Industry output falls 2.1% month-on-month

Construction output fell 2.1% in May, as gloom continued to gather around the construction industry.

The month-on-month fall came off the back of a 2.5% rise in April, prompting Michael Dall, economist at Barbour ABI, to comment: “Construction was riding high in April, shot down in May”.

Economic indicators for the construction sector have turned south in recent months, as uncertainty both in the run up to, and after the EU referendum, have gripped the industry, as well as the effects of a wider global economic slowdown.

The latest Markit/CIPS survey of construction buyers, published earlier this month, registered its lowest sentiment reading for seven years in June, with more purchasers expecting a downturn rather than expansion than at any time since 2009.

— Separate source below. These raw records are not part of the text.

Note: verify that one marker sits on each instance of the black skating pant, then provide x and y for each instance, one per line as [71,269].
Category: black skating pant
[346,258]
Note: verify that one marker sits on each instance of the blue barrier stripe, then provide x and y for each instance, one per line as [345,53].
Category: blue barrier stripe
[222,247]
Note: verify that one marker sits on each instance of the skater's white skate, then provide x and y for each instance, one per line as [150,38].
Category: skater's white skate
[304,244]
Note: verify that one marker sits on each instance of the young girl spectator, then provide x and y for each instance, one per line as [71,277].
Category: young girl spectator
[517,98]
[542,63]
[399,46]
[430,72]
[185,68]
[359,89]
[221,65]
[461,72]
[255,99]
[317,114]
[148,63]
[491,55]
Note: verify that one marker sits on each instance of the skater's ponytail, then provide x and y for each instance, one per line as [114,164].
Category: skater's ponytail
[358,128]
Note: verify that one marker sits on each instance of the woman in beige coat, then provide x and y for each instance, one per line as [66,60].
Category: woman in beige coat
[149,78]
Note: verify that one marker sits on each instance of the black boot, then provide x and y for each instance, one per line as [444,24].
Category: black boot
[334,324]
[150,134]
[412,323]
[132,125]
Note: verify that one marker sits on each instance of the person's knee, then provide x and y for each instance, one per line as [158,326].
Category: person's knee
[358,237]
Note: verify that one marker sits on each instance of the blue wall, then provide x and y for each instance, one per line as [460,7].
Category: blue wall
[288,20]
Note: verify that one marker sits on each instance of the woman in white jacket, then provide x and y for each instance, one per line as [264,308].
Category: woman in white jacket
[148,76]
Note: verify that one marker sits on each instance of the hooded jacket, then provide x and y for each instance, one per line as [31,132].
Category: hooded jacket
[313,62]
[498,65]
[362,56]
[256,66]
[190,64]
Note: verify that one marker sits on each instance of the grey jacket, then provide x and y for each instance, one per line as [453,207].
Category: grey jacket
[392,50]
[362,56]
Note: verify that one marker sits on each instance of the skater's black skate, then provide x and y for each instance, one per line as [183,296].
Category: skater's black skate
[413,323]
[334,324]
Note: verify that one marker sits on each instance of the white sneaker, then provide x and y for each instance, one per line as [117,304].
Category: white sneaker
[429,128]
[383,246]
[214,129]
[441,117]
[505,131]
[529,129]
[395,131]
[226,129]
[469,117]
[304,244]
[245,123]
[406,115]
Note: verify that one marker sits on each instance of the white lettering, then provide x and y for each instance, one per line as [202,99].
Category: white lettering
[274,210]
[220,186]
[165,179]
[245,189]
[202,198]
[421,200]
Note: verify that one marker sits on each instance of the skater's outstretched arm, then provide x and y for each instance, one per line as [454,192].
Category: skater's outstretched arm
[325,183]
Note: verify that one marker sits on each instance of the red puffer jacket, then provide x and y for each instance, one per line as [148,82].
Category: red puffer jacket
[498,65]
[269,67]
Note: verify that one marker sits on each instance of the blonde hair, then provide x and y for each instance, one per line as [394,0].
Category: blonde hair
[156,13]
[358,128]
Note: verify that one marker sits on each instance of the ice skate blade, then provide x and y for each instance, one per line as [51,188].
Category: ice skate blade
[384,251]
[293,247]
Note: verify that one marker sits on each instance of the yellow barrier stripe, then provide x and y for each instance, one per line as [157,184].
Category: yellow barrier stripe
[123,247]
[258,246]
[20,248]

The latest figures from the ONS revealed that both new work and repair and maintenance reported decreases in May, falling by 2.6% and 1.4% respectively.

Within all new work, there were decreases in all work types, except infrastructure. The main contribution to the decrease came from private new housing.

Output in May was also down 1.9% year-on-year on May 2015.

Dall added: “The construction output figures released today are in line with other economic indicators which seem to suggest after a strong April, May saw a downturn in activity.  Analysing the positives private housing is still increasing over the longer term, despite falls this month. 

“However, the infrastructure sector is declining over the longer term with activity 10.3% lower than last year. Given the more positive rhetoric from the new Prime Minister on building infrastructure these latest figures should give her some food for thought.”

Mark Robinson, chief executive of contracting authority Scape, commented that it was encouraging infrastructure output increased: “May was the first month where we saw output in infrastructure increase month-on-month since December 2015, and it is really encouraging to see companies taking action with projects that will help boost our economy regardless of what is on the economic horizon.

“With a host of new appointments in Government now set to drive forward construction, and with Philip Hammond taking over from George Osborne as Chancellor, it is imperative they take a vested interest in these projects and do not put infrastructure plans on hold.”